Possibility of a paralysis

1. Salgo versus Leland Standford University Board of Trustees The term “informed consent “was introduced in this court case in 1957. Martin Salgo was experiencing leg cramps and to determine the cause of his pain consented to undergo translumbar aortography. After the operation, when trying to use the bathroom he fell from his bed and was then paralyzed. Salgo sued his physicians arguing that they failed to warn him of the possibility of a paralysis if he will undergo the procedure (Faden et al. , 1986, p. 125).

The court made a decision in favor of Salgo, stating that “a physician violates his duty to his patient and subjects himself liability if he withholds any facts which are necessary to form the basis an intelligent consent to the proposed treatment”( Wilson, 1997, p. 55). This court decision brings a new proposition in medical ethics which obligates the physician to disclose risks and other alternatives that may be open to the patient as well informing the latter of the nature and consequences of the treatment procedure.

This decision is very important since until the mid-twentieth century there is no known evidence that consent for medical research had been sought (Faden et al. , 1986, p. 125). 2. Arato versus Avedon This case occurred in 1993. Mr. Arato was diagnosed with a kidney failure and upon surgery to remove the kidney; a tumor was discovered in the distal part of his pancreas. With his consent, Mr. Arato’s spleen and infected parts of pancreas were also removed. Mr. Arato then undergoes chemotheraphy upon the advice of his oncologists (chief oncologist, Dr. Avedon).

But then Mr. Arato shortly died and his wife complained that he was not informed of the statistical data of life expectancy; had he known that his time left on earth was brief he would have chosen not to undergo the treatment and order his affairs accordingly. Moreover, his family may have avoided financial losses as a result of his death. In this case, the Supreme Court affirms the decision that physicians are liable to inform the patient of statistics concerning life expectancy so that the latter can align his activities to his anticipated death.

3. Schloendorff Case This case provides the early concept of informed consent as stated in its 1914 court decision. In 1908, Schloendorff suffers a disorder in the stomach and while subjected to an abdominal examination her physician removed a fibroid tumor while she was unconscious. The problem was, although Schloendorff agreed to the examination, she made it clear that there should be no operation.
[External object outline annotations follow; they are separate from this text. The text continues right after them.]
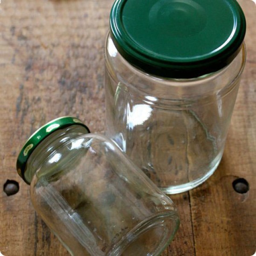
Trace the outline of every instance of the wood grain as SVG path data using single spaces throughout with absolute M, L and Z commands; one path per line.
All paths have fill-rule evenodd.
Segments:
M 0 251 L 6 256 L 68 253 L 35 213 L 18 176 L 19 151 L 31 133 L 65 115 L 105 130 L 103 45 L 112 0 L 2 0 L 0 3 Z M 240 0 L 247 24 L 247 64 L 224 157 L 199 187 L 172 196 L 180 227 L 163 256 L 250 256 L 256 250 L 256 8 Z M 232 182 L 246 179 L 250 190 Z

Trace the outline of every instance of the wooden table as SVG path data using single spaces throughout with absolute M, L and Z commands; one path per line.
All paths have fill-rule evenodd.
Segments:
M 162 256 L 250 256 L 256 250 L 256 6 L 247 17 L 247 60 L 224 155 L 206 182 L 172 196 L 180 228 Z M 0 3 L 0 251 L 6 256 L 69 255 L 35 213 L 16 160 L 32 133 L 73 115 L 105 130 L 103 46 L 112 0 L 2 0 Z M 240 194 L 232 183 L 249 183 Z M 7 179 L 20 190 L 8 197 Z

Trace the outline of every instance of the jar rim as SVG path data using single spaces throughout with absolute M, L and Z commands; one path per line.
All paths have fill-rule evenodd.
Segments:
M 88 127 L 78 118 L 72 116 L 62 116 L 52 120 L 41 126 L 29 138 L 22 147 L 16 163 L 17 172 L 25 182 L 29 184 L 24 175 L 26 163 L 35 148 L 47 137 L 57 130 L 74 125 L 82 125 L 85 128 L 87 133 L 90 133 Z
M 143 2 L 143 5 L 145 5 L 144 6 L 140 6 L 142 4 L 140 1 L 117 0 L 111 12 L 110 32 L 115 47 L 125 59 L 145 72 L 162 77 L 177 79 L 198 77 L 215 72 L 232 62 L 242 47 L 246 30 L 244 14 L 236 0 L 214 1 L 210 9 L 207 6 L 209 5 L 209 3 L 206 0 L 192 1 L 173 0 L 168 2 L 167 10 L 169 8 L 169 14 L 177 14 L 177 12 L 179 12 L 178 9 L 181 8 L 181 5 L 186 5 L 186 6 L 189 7 L 186 7 L 186 9 L 183 12 L 188 12 L 186 18 L 188 19 L 189 21 L 192 19 L 196 23 L 197 21 L 192 17 L 194 11 L 191 9 L 194 10 L 194 8 L 191 7 L 191 4 L 199 5 L 197 8 L 200 10 L 202 9 L 202 12 L 205 13 L 204 15 L 207 20 L 205 20 L 206 25 L 204 25 L 206 28 L 198 31 L 198 33 L 193 36 L 189 34 L 189 32 L 188 34 L 184 34 L 180 40 L 179 35 L 177 35 L 179 32 L 175 29 L 180 27 L 179 26 L 181 26 L 180 24 L 178 26 L 173 22 L 172 26 L 168 25 L 166 29 L 167 22 L 165 20 L 163 21 L 161 20 L 163 18 L 163 15 L 159 15 L 155 21 L 157 23 L 162 20 L 162 23 L 160 22 L 160 24 L 156 25 L 157 28 L 158 28 L 156 30 L 152 28 L 152 21 L 148 18 L 152 14 L 152 9 L 156 6 L 161 9 L 166 5 L 165 0 Z M 175 7 L 175 6 L 177 3 L 179 3 L 177 7 Z M 219 18 L 219 15 L 216 15 L 215 12 L 221 8 L 224 9 L 222 14 L 225 15 L 225 19 L 227 20 L 225 20 L 226 23 L 221 28 L 215 31 L 215 26 Z M 199 14 L 201 11 L 199 11 Z M 138 17 L 142 18 L 142 24 L 135 22 L 139 18 Z M 143 17 L 145 18 L 143 19 Z M 214 20 L 209 21 L 210 18 Z M 178 21 L 181 22 L 179 19 Z M 135 19 L 135 21 L 133 19 Z M 210 26 L 207 25 L 209 22 Z M 134 26 L 135 25 L 138 28 Z M 186 26 L 184 26 L 180 27 L 186 28 Z M 214 33 L 208 31 L 210 29 L 213 29 Z M 166 33 L 174 34 L 172 37 L 166 37 L 165 35 Z M 164 35 L 162 36 L 162 35 Z M 198 41 L 200 39 L 201 40 L 203 35 L 205 37 L 209 37 L 205 40 L 204 43 Z M 163 41 L 163 39 L 165 39 L 165 41 Z M 175 43 L 175 40 L 180 42 L 180 46 Z M 198 45 L 197 45 L 197 40 Z M 186 43 L 186 41 L 188 42 Z M 148 43 L 148 41 L 150 42 Z M 168 45 L 167 46 L 166 46 L 166 44 Z M 184 46 L 186 46 L 187 48 L 191 47 L 191 49 L 189 50 L 184 49 Z M 175 49 L 173 49 L 174 48 Z M 206 53 L 204 55 L 198 54 L 201 48 L 202 48 L 201 52 Z M 186 52 L 188 55 L 185 55 Z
Schloendorff suspected that because of that operation she developed gangrene in her left arm which causes the amputation of some of her fingers.

In the court decision of this case, the patient’s right to self-determination was stressed by Judge Cardozo who states, “every human being of adult years and sound mind has a right to determine what shall be done with his own body; and a surgeon who performs an operation without his patient’s consent commits an assault, for which he is liable in damages”. This sets forth the idea of the supremacy of the patient’s decision regarding treatment, regardless whether an administered treatment without his consent was beneficial or not (Faden et al. , 1986, 123).

Canterbury versus Spence This 1972 case was the first and most influential landmark on decisions regarding informed consent with emphasis to self-determination. The 19 year-old patient complained of a severe back pain and was advised by his doctor, Dr. Spence, to undergo laminectomy (excisions of a posterior arch vertebra). After the operation, while voiding, the patient fell from hospital bed, and several hours after that suffered major paralysis from the waist down. He had not been informed that the procedure carries approximately a 1% risk of paralysis.

He was then operated the second time but his condition did not get better, but on the contrary, he never get well, going from one urologist to another for complications as well as requiring crutches to walk. The courts states that the risks of possible paralysis should have been disclosed before the first procedure for it would have helped the patient to make intelligent decisions and assess available options and consider the risk. The law’s continuing emphasis on self-determination was more carefully expounded in Canterbury case (Faden et al. , 1986, p. 133).